Ernie Quigley.
Umpire / Official

Ernest Cosmos Quigley (March 22, 1880 – December 10, 1960) was a Canadian-American sports official who became notable both as a basketball referee and as an umpire in Major League Baseball.


Quigley was born in Newcastle, New Brunswick, and was raised in Concordia, Kansas. A student of basketball inventor James Naismith at the University of Kansas, after graduating he served as a coach, teacher and athletic director at St. Mary's College, Kansas from 1903 until 1912, while also attending law school at the University of Kansas. Quigley officiated at more than 1,500 collegiate and Amateur Athletic Union games during his 40-year career, and supervised the NCAA tournament officials from 1940 to 1942.

He also refereed the basketball finals between the United States and Canada at the 1936 Summer Olympics in Berlin, played outdoors in the rain, in the first Games at which basketball was a medal sport. Rather than using his whistle, the small-statured Quigley often used his high-pitched voice to command attention in supervising play. In 1944 he became athletic director at Kansas, serving until 1950. He was enshrined in the Basketball Hall of Fame in 1961.

Quigley was also a National League baseball umpire from 1913 to 1937, and oversaw six World Series, most notably the notorious 1919 Black Sox series, as well as those in 1916, 1921, 1924, 1927 and 1935; he was crew chief for the 1927 Series. On June 1, 1923, he was the home plate umpire for the game in which the New York Giants, visiting the Philadelphia Phillies, became the first 20th-century team to score in every inning of a 9-inning game, winning 22-8. He also participated in a 1928 baseball tour of Japan, and later became an NL supervisor of umpires. Quigley Field, the University of Kansas' first baseball stadium, was named after him.

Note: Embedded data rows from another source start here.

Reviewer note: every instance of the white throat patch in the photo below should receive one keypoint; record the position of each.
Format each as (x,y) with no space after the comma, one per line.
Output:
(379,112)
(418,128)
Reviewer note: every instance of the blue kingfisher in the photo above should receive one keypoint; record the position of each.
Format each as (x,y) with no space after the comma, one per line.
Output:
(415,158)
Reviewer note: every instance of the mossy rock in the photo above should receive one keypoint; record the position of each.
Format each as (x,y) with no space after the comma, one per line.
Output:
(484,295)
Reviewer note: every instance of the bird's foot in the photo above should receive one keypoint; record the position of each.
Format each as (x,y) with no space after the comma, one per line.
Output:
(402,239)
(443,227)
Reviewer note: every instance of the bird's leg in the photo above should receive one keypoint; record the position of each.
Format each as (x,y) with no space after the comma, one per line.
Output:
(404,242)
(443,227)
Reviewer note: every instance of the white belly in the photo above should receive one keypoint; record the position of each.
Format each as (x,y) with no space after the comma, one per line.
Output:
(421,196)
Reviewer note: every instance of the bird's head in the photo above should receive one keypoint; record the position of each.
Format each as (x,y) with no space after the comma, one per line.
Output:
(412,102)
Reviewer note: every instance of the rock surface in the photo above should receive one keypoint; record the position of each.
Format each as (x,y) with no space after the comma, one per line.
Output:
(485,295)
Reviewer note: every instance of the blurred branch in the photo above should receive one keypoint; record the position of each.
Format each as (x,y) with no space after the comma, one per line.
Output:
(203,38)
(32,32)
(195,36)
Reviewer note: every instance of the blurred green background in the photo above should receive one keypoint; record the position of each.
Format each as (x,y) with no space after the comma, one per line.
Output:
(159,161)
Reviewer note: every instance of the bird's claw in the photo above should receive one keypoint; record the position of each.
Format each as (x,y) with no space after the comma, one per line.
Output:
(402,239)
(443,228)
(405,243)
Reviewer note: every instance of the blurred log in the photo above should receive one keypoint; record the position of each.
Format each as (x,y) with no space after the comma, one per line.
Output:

He also served as an official in major college football contests including the Army-Navy Game, five Harvard-Yale games, the Michigan-Illinois game, three Rose Bowls (1920, 1925, 1927) and the Cotton Bowl, and was a member of the NCAA's Rules Committee from 1946 to 1954. He died at age 80 in Lawrence, Kansas, and was buried at that city's Mt. Calvary Cemetery.